I think I’m ready. What should I do before I have sex?
This is a great question. It shows that you’re taking the time to think through this decision. Here are some things to consider when deciding whether becoming sexually active is what’s right for you at this point in your life.
It’s important to think about all the potential things that could happen if you have sex with someone. There are good things—pleasure, a feeling of closeness, maybe even a deepening in your relationship—that lots of people think about. These things are more likely to happen when a couple knows and understands each other, communicates openly about their feelings, decides together that they’re ready to have sex and uses condoms and/or birth control to protect against pregnancy and sexually transmitted diseases (STDs).
Then there are things that people sometimes tend to overlook or downplay—STDs, an unplanned pregnancy or a change in the relationship that isn’t positive. Anytime you have sex, there’s a chance of getting an STD. And, if you’re a heterosexual couple having sex, there’s a chance of becoming pregnant. Using birth control and wearing condoms—every single time—reduces the chances of either of these things happening. With perfect use, hormonal birth control can be 99-percent effective at preventing pregnancy, but it does not prevent STDs. Condoms are 98-percent effective with perfect use at preventing pregnancy and are effective at protecting you from most STDs.
Difficult changes in a relationship can happen when a couple hasn’t taken the time to get to know each other before having sex. They haven’t shared their feelings, expectations and desires for themselves and the relationship, or about what sex means to each of them. Jumping into a sexual relationship creates a greater likelihood of you or a partner being emotionally hurt.

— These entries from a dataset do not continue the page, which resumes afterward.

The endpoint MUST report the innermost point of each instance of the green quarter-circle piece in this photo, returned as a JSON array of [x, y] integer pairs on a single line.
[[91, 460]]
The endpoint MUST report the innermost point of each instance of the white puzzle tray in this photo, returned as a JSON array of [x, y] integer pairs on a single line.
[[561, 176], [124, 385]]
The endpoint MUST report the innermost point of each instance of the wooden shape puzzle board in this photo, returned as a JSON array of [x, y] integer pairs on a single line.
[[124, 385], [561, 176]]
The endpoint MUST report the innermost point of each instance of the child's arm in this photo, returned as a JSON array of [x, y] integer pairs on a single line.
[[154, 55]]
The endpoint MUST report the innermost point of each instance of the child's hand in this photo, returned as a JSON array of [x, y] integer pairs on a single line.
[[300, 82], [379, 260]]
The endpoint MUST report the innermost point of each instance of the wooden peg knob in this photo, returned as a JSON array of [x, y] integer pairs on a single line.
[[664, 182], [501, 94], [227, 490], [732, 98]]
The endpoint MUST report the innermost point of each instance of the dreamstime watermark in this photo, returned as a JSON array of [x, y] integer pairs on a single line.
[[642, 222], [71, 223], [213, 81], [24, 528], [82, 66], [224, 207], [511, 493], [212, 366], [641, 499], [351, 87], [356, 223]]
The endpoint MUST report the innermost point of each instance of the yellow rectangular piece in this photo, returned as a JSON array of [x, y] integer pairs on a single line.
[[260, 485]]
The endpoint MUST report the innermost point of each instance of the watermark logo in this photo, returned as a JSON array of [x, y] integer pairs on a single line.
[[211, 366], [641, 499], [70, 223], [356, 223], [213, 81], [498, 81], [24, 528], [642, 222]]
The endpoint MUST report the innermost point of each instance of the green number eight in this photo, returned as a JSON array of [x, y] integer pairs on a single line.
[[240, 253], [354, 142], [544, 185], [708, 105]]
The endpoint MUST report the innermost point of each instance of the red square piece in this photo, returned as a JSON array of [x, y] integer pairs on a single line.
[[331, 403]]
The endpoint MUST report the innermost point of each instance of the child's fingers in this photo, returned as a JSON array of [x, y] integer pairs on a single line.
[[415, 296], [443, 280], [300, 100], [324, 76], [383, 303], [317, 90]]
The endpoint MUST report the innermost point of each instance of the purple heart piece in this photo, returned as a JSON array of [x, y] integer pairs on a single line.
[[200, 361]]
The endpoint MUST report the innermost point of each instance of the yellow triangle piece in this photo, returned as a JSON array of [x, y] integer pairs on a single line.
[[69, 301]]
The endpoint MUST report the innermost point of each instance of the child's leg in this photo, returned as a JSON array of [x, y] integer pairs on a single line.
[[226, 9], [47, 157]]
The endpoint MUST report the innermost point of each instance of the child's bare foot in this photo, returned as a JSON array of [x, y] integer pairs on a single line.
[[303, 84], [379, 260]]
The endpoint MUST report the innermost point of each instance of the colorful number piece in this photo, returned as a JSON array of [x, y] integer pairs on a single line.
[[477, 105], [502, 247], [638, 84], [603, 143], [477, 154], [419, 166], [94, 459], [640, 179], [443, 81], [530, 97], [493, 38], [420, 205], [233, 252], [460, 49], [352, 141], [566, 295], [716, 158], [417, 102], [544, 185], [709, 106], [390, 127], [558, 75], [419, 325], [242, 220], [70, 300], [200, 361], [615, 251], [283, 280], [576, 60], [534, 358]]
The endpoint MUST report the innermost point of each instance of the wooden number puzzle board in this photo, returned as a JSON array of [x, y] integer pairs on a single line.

Here are some questions to ask yourself before you have sex:
Do I feel pressured by anyone to have sex, including myself, my partner or my friends?
What are my values and beliefs about sex and its role in relationships?

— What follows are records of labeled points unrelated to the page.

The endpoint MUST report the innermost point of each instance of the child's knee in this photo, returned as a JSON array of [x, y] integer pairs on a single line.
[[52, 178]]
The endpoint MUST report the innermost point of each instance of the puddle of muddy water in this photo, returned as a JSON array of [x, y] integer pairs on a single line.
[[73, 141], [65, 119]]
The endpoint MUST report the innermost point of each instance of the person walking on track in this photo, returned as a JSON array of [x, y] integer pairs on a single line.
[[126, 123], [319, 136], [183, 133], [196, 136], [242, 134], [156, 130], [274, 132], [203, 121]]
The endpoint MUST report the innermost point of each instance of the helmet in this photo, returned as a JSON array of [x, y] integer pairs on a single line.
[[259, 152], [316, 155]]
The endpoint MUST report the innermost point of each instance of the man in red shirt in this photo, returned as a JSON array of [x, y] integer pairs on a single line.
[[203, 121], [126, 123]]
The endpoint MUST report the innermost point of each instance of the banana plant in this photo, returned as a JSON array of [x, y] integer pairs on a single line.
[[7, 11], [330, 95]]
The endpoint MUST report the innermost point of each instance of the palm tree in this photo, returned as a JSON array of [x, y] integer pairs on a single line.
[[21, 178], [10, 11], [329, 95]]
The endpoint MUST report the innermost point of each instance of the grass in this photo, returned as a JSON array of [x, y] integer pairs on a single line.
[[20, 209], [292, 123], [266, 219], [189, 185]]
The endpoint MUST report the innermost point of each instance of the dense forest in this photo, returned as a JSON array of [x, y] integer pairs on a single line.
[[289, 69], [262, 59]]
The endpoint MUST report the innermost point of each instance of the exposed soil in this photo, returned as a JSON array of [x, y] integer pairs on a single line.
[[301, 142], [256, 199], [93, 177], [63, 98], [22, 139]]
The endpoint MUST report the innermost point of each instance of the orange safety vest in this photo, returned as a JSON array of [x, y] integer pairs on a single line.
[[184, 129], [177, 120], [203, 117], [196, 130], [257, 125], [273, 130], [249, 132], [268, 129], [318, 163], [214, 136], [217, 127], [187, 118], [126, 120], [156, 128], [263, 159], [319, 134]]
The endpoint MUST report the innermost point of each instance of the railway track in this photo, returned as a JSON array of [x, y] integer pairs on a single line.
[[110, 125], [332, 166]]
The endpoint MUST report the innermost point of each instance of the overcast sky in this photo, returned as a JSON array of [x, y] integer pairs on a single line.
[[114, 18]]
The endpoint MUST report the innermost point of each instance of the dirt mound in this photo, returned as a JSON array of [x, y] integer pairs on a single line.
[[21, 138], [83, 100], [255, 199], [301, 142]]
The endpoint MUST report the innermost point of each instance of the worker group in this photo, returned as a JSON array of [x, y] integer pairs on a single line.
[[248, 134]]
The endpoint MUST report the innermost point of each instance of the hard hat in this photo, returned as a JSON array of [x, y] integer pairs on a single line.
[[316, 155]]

Can I talk honestly about sex and all that comes with it with my partner?
Have we talked about our sexual histories with each other yet?
Do I feel ready to have an intimate sexual relationship with another person and with this person?
Am I comfortable being naked with my partner and with seeing my partner naked?
What would my parents or family think about me having sex? How would I feel if I didn’t tell them?
What does my religion or faith say about having a sexual relationship?
How would we protect ourselves from STDs?
How would I feel if having sex changed the relationship? What if it becomes more intense or my feelings change?
If you are a heterosexual couple, other questions you might consider;
1. What would I do if I or my partner became pregnant?
2. What type of protection or birth control would we use? Where could we get it? Do I need to go to a clinic or see my health care provider?